Lawrence Kutner and Cheryl Olson, a husband-and-wife team at Harvard Medical School, detail their views in "Grand Theft Childhood: The Surprising Truth About Violent Video Games and What Parents Can Do", which came out last month and promises to reshape the debate on the effects of video games on kids.
"What I hope people realize is that there is no data to support the simple-minded concerns that video games cause violence," Kutner told Reuters.
The pair reached that conclusion after conducting a two-year study of more than 1,200 middle-school children about their attitudes towards video games.
It was a different approach than most other studies, which have focused on laboratory experiments that attempt to use actions like ringing a loud buzzer as a measure of aggression.
"What we did that had rarely been done by other researchers was actually talk to the kids. It sounds bizarre but it hadn't been done," Kutner said.
They found that playing video games was a near-universal activity among children, and was often intensely social.
But the data did show a link between playing mature-rated games and aggressive behavior. The researchers found that 51 percent of boys who played M-rated games -- the industry's equivalent of an R-rated movie, meaning suitable for ages 17 and up -- had been in a fight in the past year, compared to 28 percent of non-M-rated gamers.
The pattern was even stronger among girls, with 40 percent of those who played M-rated games having been in a fight in the past year, compared to just 14 percent for non-M players.
One of the most surprising things was how popular mature games were among girls. In fact, the "Grand Theft Auto" crime action series was the second-most played game behind "The Sims", a sort of virtual dollhouse.
Kutner and Olson said further study is needed because the data shows only a correlation, not causation. It is unclear whether the games trigger aggression or if aggressive children are drawn to more violent games.
"It's still a minority of kids who play violent video games a lot and get into fights. If you want a good description of 13-year-old kids who play violent video games, it's your local soccer team," Olson said.
The researchers also try to place video games in a larger context of popular culture.
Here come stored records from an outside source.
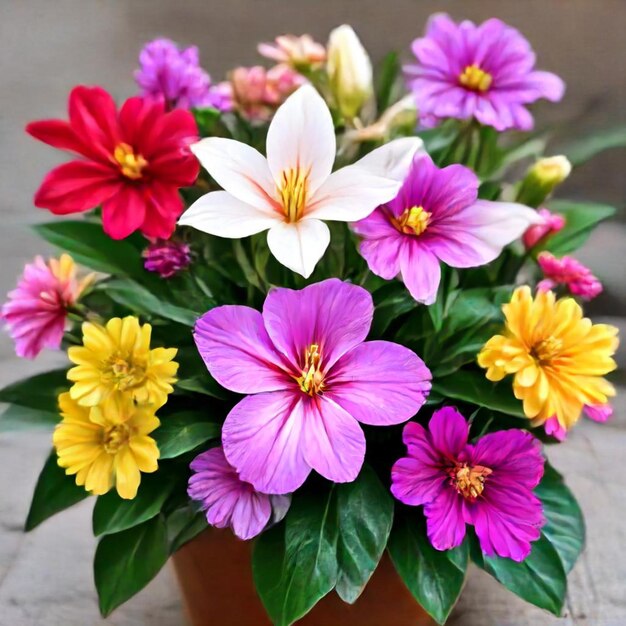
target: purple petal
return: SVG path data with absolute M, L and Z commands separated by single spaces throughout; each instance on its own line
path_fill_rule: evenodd
M 400 273 L 398 246 L 405 235 L 393 226 L 389 213 L 376 209 L 369 217 L 353 224 L 352 229 L 363 237 L 359 252 L 370 270 L 385 280 L 395 278 Z
M 456 459 L 467 445 L 469 425 L 451 406 L 433 413 L 428 423 L 433 446 L 445 457 Z
M 231 391 L 277 391 L 292 384 L 261 314 L 250 307 L 211 309 L 196 322 L 194 339 L 211 376 Z
M 365 339 L 373 314 L 372 296 L 365 289 L 336 278 L 299 291 L 273 289 L 263 305 L 273 344 L 299 370 L 312 344 L 319 346 L 321 368 L 332 367 Z
M 337 361 L 325 397 L 363 424 L 401 424 L 426 402 L 430 379 L 430 370 L 412 350 L 390 341 L 368 341 Z
M 400 249 L 402 280 L 415 300 L 433 304 L 441 281 L 439 259 L 418 240 L 407 241 Z
M 326 397 L 302 402 L 304 458 L 335 483 L 352 482 L 365 458 L 365 435 L 358 422 Z
M 306 480 L 301 394 L 261 393 L 241 400 L 228 414 L 222 442 L 228 462 L 257 491 L 286 494 Z
M 428 539 L 437 550 L 460 546 L 465 538 L 463 497 L 452 487 L 441 489 L 439 495 L 424 505 Z

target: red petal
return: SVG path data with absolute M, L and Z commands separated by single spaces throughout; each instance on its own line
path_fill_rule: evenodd
M 90 161 L 70 161 L 48 172 L 35 194 L 35 206 L 57 215 L 88 211 L 122 186 L 112 171 Z
M 164 116 L 164 105 L 138 96 L 129 98 L 120 109 L 120 129 L 124 141 L 146 159 L 150 159 L 158 145 L 158 129 Z
M 35 139 L 39 139 L 39 141 L 43 141 L 53 148 L 85 154 L 82 142 L 65 120 L 30 122 L 30 124 L 26 126 L 26 132 Z
M 176 221 L 183 212 L 183 201 L 176 187 L 153 183 L 150 204 L 141 232 L 146 237 L 169 239 L 176 229 Z
M 146 215 L 146 199 L 141 188 L 124 187 L 102 205 L 102 226 L 112 239 L 134 233 Z

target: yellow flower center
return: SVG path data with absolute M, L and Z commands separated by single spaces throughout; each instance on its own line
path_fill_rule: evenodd
M 141 178 L 142 170 L 148 165 L 148 161 L 141 154 L 135 154 L 127 143 L 120 143 L 115 147 L 113 158 L 122 174 L 131 180 Z
M 493 76 L 485 70 L 481 70 L 476 63 L 466 66 L 462 74 L 459 76 L 459 82 L 463 87 L 472 91 L 487 91 L 491 87 Z
M 129 439 L 130 428 L 126 424 L 116 424 L 103 431 L 102 446 L 107 454 L 117 454 Z
M 558 337 L 548 337 L 537 342 L 531 349 L 531 356 L 539 361 L 540 364 L 546 365 L 552 359 L 559 355 L 563 349 L 563 341 Z
M 146 377 L 146 364 L 137 359 L 129 360 L 119 354 L 113 355 L 103 367 L 103 379 L 119 391 L 126 391 L 141 384 Z
M 299 167 L 285 170 L 278 187 L 283 211 L 288 222 L 297 222 L 304 211 L 307 195 L 308 172 Z
M 455 489 L 464 498 L 473 502 L 485 489 L 485 478 L 492 473 L 492 470 L 482 465 L 470 467 L 467 463 L 463 463 L 455 467 L 452 472 L 452 483 Z
M 396 228 L 406 235 L 421 235 L 428 225 L 432 213 L 424 210 L 422 206 L 414 206 L 406 209 L 404 213 L 395 220 Z
M 296 378 L 300 389 L 310 396 L 324 391 L 324 374 L 320 371 L 320 359 L 319 345 L 316 343 L 311 344 L 304 351 L 302 376 Z

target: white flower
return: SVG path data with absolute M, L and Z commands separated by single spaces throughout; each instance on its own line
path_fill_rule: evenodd
M 322 220 L 356 222 L 394 198 L 421 147 L 416 137 L 396 139 L 331 173 L 333 121 L 321 96 L 305 85 L 276 111 L 267 159 L 221 137 L 191 147 L 224 191 L 202 196 L 179 223 L 232 239 L 269 230 L 276 259 L 308 278 L 330 242 Z

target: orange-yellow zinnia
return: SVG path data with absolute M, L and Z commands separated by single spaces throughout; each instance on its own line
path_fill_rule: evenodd
M 503 334 L 495 335 L 478 355 L 489 380 L 513 374 L 515 397 L 535 425 L 556 417 L 571 428 L 584 405 L 605 404 L 615 395 L 604 378 L 616 368 L 617 328 L 592 324 L 572 298 L 555 299 L 519 287 L 502 307 Z

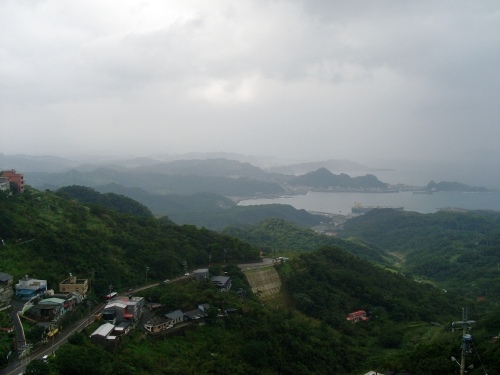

The anxiety many parents voice over video games largely mirrors the concerns raised when movies, comic books and television became popular.
"One thing I like about their approach is that they've tried to historicize the whole concept of a media controversy and that we've seen this before," said Ian Bogost, a professor at Georgia Tech known for his studies on video games.
The book urges a common-sense approach that takes stock of the entire range of a child's behavior. Frequent fighting, bad grades, and obsessive gaming can be signs for trouble.
"If you have, for example, a girl who plays 15 hours a week of exclusively violent video games, I'd be very concerned because it's very unusual," Kutner said.
"But for boys (the danger sign) is not playing video games at all, because it looks like for this generation, video games are a measure of social competence for boys."
Many video game fans have embraced the pair as champions of the industry, a label that makes them uncomfortable.
"We're not comfortable doing pro and con. We've been asked to do the pro-game side in debates, and I don't consider myself a pro-game person. Video games are a medium," Olson said.